In the context of the tubeworm exercise, the exponential model captures the rapid decrease in growth rate as length increases. By fitting an exponential curve to the data, scientists glean insights into how the tubeworm's growth slows as it gets longer. One hallmark of an exponential model is the constant percentage decay rate per meter of tubeworm length, making it a plausible choice when growth rate decreases exponentially rather than linearly.

The exercise used logarithmic transformations of the growth rate data to align it with the exponential model. This allows for easier determination of the parameters \( a \) and \( k \) through statistical methods like linear regression, paving the way to a clearer understanding of how growth dynamics work for the tubeworm.

Linear Model

The linear model assumes a straight-line relationship between growth rate and the length of the organism. Mathematically, it's expressed as \( G(l) = ml + b \), where \( m \) and \( b \) are constants and \( G(l) \) is the growth rate related directly to length \( l \). In simpler terms, \( m \) represents the slope, showing how much the growth rate changes per meter added, while \( b \) gives the intercept or the initial growth rate when the length is zero.

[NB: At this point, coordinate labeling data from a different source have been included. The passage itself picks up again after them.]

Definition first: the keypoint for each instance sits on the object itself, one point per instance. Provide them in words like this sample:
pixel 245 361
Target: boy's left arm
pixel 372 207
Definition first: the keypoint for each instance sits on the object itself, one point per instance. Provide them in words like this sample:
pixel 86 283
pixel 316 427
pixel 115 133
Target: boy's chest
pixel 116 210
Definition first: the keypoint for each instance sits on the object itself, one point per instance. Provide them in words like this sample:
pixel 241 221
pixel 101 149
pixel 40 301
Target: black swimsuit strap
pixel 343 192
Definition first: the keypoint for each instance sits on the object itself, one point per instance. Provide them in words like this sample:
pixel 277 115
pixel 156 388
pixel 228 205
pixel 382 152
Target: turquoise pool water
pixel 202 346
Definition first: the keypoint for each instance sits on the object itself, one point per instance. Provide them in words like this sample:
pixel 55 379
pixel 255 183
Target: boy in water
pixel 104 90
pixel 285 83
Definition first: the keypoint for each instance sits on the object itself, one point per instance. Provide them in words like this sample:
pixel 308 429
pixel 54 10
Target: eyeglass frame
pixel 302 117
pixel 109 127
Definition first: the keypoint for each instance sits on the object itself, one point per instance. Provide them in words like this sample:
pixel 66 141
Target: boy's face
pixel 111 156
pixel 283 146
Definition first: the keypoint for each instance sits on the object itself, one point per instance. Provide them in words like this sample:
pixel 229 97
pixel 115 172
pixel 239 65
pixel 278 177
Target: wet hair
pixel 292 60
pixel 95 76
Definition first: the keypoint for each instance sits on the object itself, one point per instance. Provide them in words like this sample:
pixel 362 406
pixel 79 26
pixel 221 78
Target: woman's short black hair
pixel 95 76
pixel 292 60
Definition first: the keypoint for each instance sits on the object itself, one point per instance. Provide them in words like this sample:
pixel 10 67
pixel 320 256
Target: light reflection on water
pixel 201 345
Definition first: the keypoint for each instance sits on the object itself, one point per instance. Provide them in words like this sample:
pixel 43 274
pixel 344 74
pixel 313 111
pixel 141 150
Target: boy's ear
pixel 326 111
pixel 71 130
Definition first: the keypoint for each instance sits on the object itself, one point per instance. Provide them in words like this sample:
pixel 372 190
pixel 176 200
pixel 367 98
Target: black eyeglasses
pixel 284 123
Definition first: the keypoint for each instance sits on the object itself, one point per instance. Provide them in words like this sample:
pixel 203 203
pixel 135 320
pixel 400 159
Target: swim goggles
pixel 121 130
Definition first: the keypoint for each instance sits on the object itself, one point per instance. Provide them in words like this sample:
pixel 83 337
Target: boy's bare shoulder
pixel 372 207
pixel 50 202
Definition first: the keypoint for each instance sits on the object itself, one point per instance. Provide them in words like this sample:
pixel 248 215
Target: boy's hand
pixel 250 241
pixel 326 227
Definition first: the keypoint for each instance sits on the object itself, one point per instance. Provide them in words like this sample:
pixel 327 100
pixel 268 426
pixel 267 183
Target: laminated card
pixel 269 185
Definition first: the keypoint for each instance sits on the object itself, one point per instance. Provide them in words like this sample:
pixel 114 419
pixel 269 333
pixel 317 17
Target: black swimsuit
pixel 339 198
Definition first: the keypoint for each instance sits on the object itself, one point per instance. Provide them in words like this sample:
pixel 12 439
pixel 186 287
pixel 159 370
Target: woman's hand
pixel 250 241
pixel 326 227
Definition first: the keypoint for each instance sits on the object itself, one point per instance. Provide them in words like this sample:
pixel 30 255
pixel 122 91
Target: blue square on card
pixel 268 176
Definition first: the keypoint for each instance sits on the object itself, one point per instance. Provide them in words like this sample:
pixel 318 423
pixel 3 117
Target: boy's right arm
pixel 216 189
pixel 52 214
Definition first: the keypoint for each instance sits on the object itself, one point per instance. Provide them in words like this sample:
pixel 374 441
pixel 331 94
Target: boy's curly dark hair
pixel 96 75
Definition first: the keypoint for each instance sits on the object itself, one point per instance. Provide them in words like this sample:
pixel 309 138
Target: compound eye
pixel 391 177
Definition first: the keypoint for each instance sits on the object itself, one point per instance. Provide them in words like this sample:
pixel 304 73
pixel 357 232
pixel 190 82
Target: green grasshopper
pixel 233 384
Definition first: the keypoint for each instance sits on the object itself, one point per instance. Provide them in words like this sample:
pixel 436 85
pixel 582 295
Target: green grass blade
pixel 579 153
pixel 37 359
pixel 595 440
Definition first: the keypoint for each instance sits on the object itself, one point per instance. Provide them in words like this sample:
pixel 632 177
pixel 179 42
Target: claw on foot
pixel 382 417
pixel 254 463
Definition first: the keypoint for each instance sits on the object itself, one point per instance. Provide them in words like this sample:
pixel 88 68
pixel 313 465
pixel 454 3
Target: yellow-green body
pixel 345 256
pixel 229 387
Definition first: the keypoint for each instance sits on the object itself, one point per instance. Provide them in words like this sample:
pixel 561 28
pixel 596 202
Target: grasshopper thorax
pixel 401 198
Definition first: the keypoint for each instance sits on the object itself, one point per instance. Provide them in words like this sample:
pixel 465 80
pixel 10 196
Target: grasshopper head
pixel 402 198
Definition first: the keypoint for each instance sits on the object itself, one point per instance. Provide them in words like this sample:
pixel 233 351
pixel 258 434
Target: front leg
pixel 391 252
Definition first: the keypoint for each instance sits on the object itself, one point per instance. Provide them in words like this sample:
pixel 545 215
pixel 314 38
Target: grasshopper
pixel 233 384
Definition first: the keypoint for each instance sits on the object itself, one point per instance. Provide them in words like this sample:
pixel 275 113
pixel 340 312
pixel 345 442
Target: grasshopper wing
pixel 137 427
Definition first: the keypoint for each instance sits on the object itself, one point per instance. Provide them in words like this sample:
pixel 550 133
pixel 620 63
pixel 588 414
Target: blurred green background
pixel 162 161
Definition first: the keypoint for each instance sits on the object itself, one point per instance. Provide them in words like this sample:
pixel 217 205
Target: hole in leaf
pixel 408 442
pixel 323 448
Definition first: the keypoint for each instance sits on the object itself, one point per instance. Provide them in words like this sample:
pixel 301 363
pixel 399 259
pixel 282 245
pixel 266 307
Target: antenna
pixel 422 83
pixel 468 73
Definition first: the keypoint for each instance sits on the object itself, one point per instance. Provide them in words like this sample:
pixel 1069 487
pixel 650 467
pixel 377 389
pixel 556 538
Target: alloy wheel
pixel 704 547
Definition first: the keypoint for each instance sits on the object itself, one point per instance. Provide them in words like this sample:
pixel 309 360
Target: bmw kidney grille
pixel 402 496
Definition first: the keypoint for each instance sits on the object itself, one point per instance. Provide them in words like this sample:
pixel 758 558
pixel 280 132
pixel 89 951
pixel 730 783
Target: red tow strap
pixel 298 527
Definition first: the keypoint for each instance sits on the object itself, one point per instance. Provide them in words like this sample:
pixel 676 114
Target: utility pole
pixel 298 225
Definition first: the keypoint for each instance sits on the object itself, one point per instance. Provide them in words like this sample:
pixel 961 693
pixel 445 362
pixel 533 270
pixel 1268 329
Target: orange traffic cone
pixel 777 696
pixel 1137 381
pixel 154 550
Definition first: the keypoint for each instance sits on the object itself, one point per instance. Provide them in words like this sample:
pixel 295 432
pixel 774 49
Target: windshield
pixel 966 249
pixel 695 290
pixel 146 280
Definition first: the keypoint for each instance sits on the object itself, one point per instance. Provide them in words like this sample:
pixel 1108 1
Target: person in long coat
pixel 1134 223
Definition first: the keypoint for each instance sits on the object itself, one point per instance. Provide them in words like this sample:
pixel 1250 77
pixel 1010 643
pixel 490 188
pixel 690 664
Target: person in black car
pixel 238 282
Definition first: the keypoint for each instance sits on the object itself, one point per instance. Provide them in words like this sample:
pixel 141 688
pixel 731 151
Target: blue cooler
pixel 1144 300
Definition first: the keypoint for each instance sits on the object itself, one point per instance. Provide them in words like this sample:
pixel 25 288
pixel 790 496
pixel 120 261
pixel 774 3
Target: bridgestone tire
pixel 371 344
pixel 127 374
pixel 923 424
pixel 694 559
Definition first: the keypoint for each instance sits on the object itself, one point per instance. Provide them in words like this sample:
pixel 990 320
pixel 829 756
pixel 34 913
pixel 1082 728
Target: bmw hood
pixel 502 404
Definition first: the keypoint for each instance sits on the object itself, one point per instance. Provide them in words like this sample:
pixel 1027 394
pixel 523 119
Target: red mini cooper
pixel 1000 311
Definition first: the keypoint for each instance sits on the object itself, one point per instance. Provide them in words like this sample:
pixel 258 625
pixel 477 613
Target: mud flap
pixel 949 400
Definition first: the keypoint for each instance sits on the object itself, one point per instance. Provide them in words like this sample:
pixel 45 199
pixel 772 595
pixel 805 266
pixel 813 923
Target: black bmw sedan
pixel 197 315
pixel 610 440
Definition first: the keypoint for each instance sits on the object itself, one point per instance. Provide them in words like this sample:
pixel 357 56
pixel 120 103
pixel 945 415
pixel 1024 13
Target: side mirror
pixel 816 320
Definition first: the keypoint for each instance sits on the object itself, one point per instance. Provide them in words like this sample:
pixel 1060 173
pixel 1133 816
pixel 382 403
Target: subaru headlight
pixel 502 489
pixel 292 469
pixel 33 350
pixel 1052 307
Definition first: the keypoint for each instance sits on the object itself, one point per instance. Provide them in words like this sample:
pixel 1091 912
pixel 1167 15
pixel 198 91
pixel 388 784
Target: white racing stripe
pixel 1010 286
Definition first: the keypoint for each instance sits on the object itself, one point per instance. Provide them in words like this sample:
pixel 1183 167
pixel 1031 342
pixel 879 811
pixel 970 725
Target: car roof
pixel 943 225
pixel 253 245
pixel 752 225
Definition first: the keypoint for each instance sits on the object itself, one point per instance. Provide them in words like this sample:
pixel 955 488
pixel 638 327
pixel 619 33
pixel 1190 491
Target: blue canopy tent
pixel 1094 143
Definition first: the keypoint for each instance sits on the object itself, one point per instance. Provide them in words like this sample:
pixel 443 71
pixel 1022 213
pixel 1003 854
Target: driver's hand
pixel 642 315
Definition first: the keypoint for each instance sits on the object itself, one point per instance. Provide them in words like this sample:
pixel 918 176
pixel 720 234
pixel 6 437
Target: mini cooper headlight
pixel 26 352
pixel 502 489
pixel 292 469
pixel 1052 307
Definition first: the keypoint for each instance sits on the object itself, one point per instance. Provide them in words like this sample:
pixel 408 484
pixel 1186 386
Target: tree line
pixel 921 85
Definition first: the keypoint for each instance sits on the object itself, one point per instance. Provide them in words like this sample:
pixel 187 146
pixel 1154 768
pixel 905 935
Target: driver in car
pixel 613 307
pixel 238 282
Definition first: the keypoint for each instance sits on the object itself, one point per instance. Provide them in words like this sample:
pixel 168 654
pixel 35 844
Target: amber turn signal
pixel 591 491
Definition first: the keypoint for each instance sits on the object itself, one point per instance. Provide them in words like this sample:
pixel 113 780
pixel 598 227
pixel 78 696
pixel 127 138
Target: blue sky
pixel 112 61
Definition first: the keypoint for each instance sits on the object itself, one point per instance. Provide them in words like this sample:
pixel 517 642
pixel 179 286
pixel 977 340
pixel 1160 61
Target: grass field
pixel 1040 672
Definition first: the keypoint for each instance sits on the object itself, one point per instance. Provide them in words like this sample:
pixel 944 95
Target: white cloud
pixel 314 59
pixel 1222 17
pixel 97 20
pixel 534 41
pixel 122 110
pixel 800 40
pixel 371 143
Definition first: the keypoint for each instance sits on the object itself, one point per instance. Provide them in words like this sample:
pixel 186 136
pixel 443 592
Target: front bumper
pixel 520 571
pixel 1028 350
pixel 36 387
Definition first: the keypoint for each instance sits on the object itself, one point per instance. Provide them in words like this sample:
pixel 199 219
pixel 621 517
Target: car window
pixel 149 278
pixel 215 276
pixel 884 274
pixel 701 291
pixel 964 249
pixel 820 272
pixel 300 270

In the tubeworm data, calculating for a linear model was tested by determining the slope \( m \) through changes in growth rates at different lengths. For instance, using data points (0, 0.0510) and (0.5, 0.0255), the slope was found to be \(-0.051\), indicating a decrease in growth rate as length increased. However, the points need to show consistent linearity to conclude a linear relationship efficiently.

This model works well when the data shows a relatively uniform rate of decrease. It provides a straightforward approach if the acceleration or deceleration of growth isn’t significant, often used when changes occur more steadily over increased lengths.

Rate of Change

The concept of rate of change in growth modeling highlights how variables such as growth rate vary with respect to another quantity - in this case, the tubeworm's length. This makes it very useful in understanding how changes occur over time rather than at a single point.

For the tubeworm exercise, analyzing the rate of change involved examining how drastically the growth rate decreased as the tubeworm’s length increased. If the change is steep or exhibits a rapid drop, it may suggest an exponential decrease. Conversely, a shallower, more uniform slope might fit a linear model.

By calculating the rate of change between data points, we could determine the function that best describes the growth pattern: either linear with a constant slope or exponential with a constant percentage change. The rate of change serves as the bridge that connects real-world data with mathematical modeling, allowing scientists to accurately predict future behaviors and characteristics of marine life like tubeworms.